A 9am slot on the second day of London Collections : Men could mean two things; either there was little choice or that the label is indeed very privileged. A colleague at the show concurred with the latter and quipped, "He's so posh". Perhaps an early slot brings about a tall order but also leaves the street style circus all tucked in bed. It presumably sets the stage for those serious about the fashion; an esteemed company for an esteemed ritual. Indeed, that was the JW Anderson experience, as it has always been.
It is no secret that Anderson has developed a distinct flavour for Japanese minimalism and this collection seems to be a gradual progression from his Spring/Summer 14 Womenswear collection. Of course highlighting the resemblance between his homme and femme lines is somewhat obvious. Many of his ardent customers are rumoured to shop freely between the racks in the stores anyway, with some going as far as borrowing off each other's backs in a non-gender specific fashion. It's fair to say that for an aesthetic once criticised as being detached and niche especially for the male audience, this non-discriminating androgynous dressing is rather democratic.
Again, if the womenswear spring/summer show were to serve as a precursor, this collection could be read as having a similar theme of anachronistic domesticity. Leather pails and petite tortoiseshell jewellery boxes served as accessories while the shoes were a cross breed between a pair of japanese Geta clogs and 70s platforms. The dusty camel reconstructed togas is yet another nod to the ancient and the ritualistic seen at Spring/Summer 14. The boys walked down the runway in a non-performative demeanour - almost reclusive - best personified in looks 29 and 30 with the knits that hug the shoulders like a cocoon. Jacquard pajamas in jewel tones of amber, emerald and sapphire puncture the meditative air much like the drastic change in music from classical strings to electronic garage sounds. Ribbed knits in the form of a separate turtle neck add to that element of domestic comfort and intimacy, although arguably also reminiscent of a constricting leash.

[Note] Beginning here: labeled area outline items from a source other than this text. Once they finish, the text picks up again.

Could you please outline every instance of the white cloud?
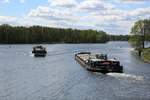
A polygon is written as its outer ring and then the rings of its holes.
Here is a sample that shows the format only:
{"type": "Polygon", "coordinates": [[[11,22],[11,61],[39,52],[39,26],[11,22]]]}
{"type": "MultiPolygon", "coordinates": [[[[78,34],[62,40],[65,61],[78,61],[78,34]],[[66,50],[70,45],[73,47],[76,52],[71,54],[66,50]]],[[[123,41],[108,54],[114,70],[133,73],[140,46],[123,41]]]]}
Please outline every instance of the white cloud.
{"type": "Polygon", "coordinates": [[[46,6],[39,6],[37,9],[31,10],[28,16],[54,21],[76,21],[75,16],[73,16],[70,12],[60,11],[46,6]]]}
{"type": "Polygon", "coordinates": [[[20,3],[25,3],[26,0],[20,0],[20,3]]]}
{"type": "Polygon", "coordinates": [[[110,3],[105,3],[101,0],[86,0],[81,2],[78,7],[85,11],[100,11],[114,8],[110,3]]]}
{"type": "Polygon", "coordinates": [[[76,6],[75,0],[48,0],[51,6],[71,8],[76,6]]]}
{"type": "Polygon", "coordinates": [[[10,3],[10,0],[1,0],[0,3],[10,3]]]}

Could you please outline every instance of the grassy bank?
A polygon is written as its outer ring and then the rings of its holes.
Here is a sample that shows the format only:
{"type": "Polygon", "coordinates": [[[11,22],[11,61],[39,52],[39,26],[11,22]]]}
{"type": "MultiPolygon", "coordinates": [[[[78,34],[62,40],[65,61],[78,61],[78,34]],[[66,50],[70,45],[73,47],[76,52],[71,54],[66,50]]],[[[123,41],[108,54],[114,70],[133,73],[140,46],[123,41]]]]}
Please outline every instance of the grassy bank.
{"type": "Polygon", "coordinates": [[[142,50],[142,59],[150,63],[150,47],[142,50]]]}

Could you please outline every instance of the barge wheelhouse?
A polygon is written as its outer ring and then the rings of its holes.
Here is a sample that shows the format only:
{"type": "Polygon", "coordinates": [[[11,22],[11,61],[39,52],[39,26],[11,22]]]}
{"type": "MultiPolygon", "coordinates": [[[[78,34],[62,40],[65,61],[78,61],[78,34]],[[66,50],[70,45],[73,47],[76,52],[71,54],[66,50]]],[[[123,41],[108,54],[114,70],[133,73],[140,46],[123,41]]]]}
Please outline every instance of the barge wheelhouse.
{"type": "Polygon", "coordinates": [[[33,47],[32,53],[35,57],[45,57],[47,54],[46,48],[43,46],[33,47]]]}
{"type": "Polygon", "coordinates": [[[94,72],[123,72],[123,67],[116,59],[108,59],[105,54],[91,54],[80,52],[75,54],[75,59],[87,70],[94,72]]]}

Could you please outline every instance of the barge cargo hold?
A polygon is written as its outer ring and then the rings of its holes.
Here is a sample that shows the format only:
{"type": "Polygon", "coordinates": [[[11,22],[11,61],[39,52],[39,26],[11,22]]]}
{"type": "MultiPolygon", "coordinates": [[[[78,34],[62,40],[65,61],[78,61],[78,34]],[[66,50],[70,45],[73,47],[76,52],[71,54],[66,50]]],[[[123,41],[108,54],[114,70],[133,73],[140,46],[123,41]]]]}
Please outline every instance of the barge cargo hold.
{"type": "Polygon", "coordinates": [[[45,57],[47,54],[46,48],[43,46],[33,47],[32,53],[35,57],[45,57]]]}
{"type": "Polygon", "coordinates": [[[93,72],[123,72],[120,62],[115,59],[108,59],[104,54],[91,54],[90,52],[80,52],[75,54],[75,59],[87,70],[93,72]]]}

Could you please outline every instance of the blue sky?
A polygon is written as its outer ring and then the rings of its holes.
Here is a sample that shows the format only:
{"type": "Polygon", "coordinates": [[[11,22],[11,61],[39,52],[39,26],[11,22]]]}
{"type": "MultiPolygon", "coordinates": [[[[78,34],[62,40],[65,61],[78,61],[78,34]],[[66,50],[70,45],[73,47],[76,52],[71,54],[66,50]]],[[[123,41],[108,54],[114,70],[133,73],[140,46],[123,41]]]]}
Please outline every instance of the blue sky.
{"type": "Polygon", "coordinates": [[[129,34],[150,19],[150,0],[0,0],[0,24],[104,30],[129,34]]]}

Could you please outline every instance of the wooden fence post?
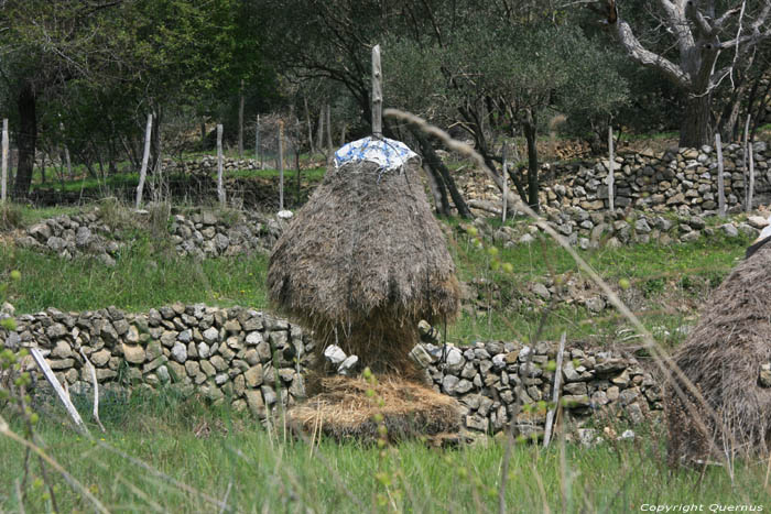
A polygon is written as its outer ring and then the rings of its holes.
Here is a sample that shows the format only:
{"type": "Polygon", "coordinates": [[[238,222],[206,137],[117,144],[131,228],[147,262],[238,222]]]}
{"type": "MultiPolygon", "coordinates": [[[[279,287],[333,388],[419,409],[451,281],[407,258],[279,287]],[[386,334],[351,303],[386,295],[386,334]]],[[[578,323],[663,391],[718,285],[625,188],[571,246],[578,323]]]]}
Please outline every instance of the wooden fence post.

In typical JW Anderson fashion, things are rarely what they seem. The exaggerated shoulders on the pyjamas are not unlike those of an american football uniform; the ribbed neoprene remind us of the undulating surface of a Samurai's shield; the tri-coloured bangles turn out to be rolls of duct tape. To boot, a collection that plays heavily on motifs of domesticity is held at Yeomanry House, a former Army Recruitment Center. The collection is deliciously irrational and forces you to accept them for as far as you can see.
JW Anderson's Fall/Winter collection seems to be riding on a fine balance of opposing forces; slender versus volume, quiet versus outlandish, ancient versus futuristic. Perhaps that is what makes the collections always so exciting and Anderson precisely the master at his craft completely worth the courageously early call time.